[Im]Predicativity:
------------------
Suppose we had the following type system, which extends
System F (aka F2) with a base type of "ints":
t ::= int | t -> t | 'a | All 'a.t
e ::= i | x | \x:t.e | e1 e2 | /\'a.e | e t
and suppose we wish to define a set-theoretic, denotational
semantics for the language. As with the simply-typed lambda
calculus, we might start off writing:
T[int] = Z -- interpret int as the set of integers
T[t1->t2] = T[t1] -> T[t2] -- interpret arrow as functions
Oops. How do we interpret type variables and All-types?
One idea is to parameterize the interpretation T of types
by an environment mapping type variables to sets. That is,
we will interpret judgments:
D |- t : *
under a type environment d such that for all 'a in D, d('a)
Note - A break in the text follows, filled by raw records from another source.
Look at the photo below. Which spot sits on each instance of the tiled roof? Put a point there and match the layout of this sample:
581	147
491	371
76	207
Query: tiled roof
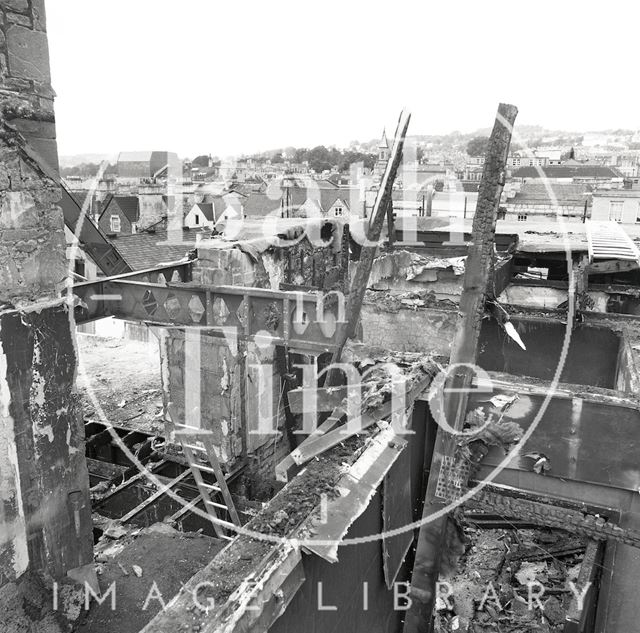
206	208
148	249
137	157
552	194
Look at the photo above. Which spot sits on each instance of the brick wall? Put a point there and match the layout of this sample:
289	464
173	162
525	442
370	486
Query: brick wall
407	330
221	381
126	228
44	482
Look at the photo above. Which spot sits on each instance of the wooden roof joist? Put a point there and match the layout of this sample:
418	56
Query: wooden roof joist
250	583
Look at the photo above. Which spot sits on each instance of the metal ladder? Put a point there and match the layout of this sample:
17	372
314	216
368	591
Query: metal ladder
188	437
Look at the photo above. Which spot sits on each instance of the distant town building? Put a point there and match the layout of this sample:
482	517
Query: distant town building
145	166
621	206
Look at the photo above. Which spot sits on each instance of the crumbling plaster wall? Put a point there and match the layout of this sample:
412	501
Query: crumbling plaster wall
409	330
44	484
404	271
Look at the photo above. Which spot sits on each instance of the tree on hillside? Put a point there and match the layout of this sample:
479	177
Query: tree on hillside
477	146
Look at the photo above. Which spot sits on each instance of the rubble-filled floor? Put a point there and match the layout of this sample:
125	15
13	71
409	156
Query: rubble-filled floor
499	576
123	376
146	567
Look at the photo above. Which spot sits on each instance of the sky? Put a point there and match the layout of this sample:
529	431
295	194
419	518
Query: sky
219	77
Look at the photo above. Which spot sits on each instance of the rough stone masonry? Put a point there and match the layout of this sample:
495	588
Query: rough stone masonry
45	509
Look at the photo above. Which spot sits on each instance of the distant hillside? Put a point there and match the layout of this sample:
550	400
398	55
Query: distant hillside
79	159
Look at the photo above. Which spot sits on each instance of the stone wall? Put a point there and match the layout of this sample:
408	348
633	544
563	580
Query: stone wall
223	385
44	484
409	330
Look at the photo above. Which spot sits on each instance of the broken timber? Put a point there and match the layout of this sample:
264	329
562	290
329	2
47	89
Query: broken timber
360	280
463	356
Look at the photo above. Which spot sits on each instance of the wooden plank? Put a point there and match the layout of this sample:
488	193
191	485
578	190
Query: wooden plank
356	488
327	398
308	450
222	482
612	266
368	252
397	511
287	466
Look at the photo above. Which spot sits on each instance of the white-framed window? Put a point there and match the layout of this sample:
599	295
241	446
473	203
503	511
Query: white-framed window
615	210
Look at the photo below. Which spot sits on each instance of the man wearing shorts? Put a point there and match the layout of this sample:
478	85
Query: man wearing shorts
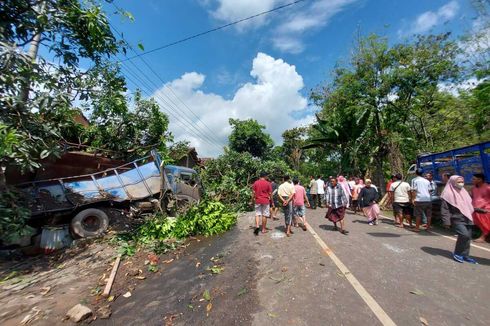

yields a set. Then we might rework our definition as:
T[D |- int : *]d = Z
T[D |- t1 -> t2 : *]d = (T[D |- t1 : *]d) -> (T[D |- t2 : *]d)
T[D |- a : *]d = d(a)
How about All-types? Remember that I said one idea is that
we could think of All 'a.e as an infinite product indexed
by types (in the same way that t -> t' is an infinite product
of t' values, indexed by t values)? So we might try this:
T[D |- All 'a.t : *]d = Pi S.(T[D |- t : *]d['a|->S])
The problem with this definition is that we have not specified
what S can range over. Intuitively, it needs to range over
all interpretations of types. But that means we can't define
the interpretation of All 'a.t without first defining the
interpretation of all types, which alas, includes All 'a.t.
As an example of the kind of "circular" reasoning that can
be done note that given:
id : All 'a.'a -> 'a
id = /\'a.\x:'a.x
it's possible to pass the identity function to itself:
id (All 'a.'a->'a) : (All 'a.'a->'a) -> (All 'a.'a->'a)
id (All 'a.'a->'a) id : All 'a.'a->'a
That should make you very, very suspicious. In particular, it
makes me feel like there ought to be some way to build a looping
construct in the language. Thus, it is very surprising to
discover that no, we can't construct non-terminating functions
in F2.
But the key thing is that there's not going to be a constructive
way to build up the interpretation of types in a fashion like
what we were trying to sketch above. It's this kind of circularity
that is termed "impredicative". (For historical notes on this
term, see Pierce's book.) Intuitively, whenever you have a quantified
type, and the quantifier ranges over things that include the
quantified type itself, then the language is going to be impredicative--
you're going to run into this kind of circular reasoning.
There are at least two possible ways to fix this conundrum:
1. Stratify the language so that there's no circularity.
This simplifies the semantics but loses some polymorphism.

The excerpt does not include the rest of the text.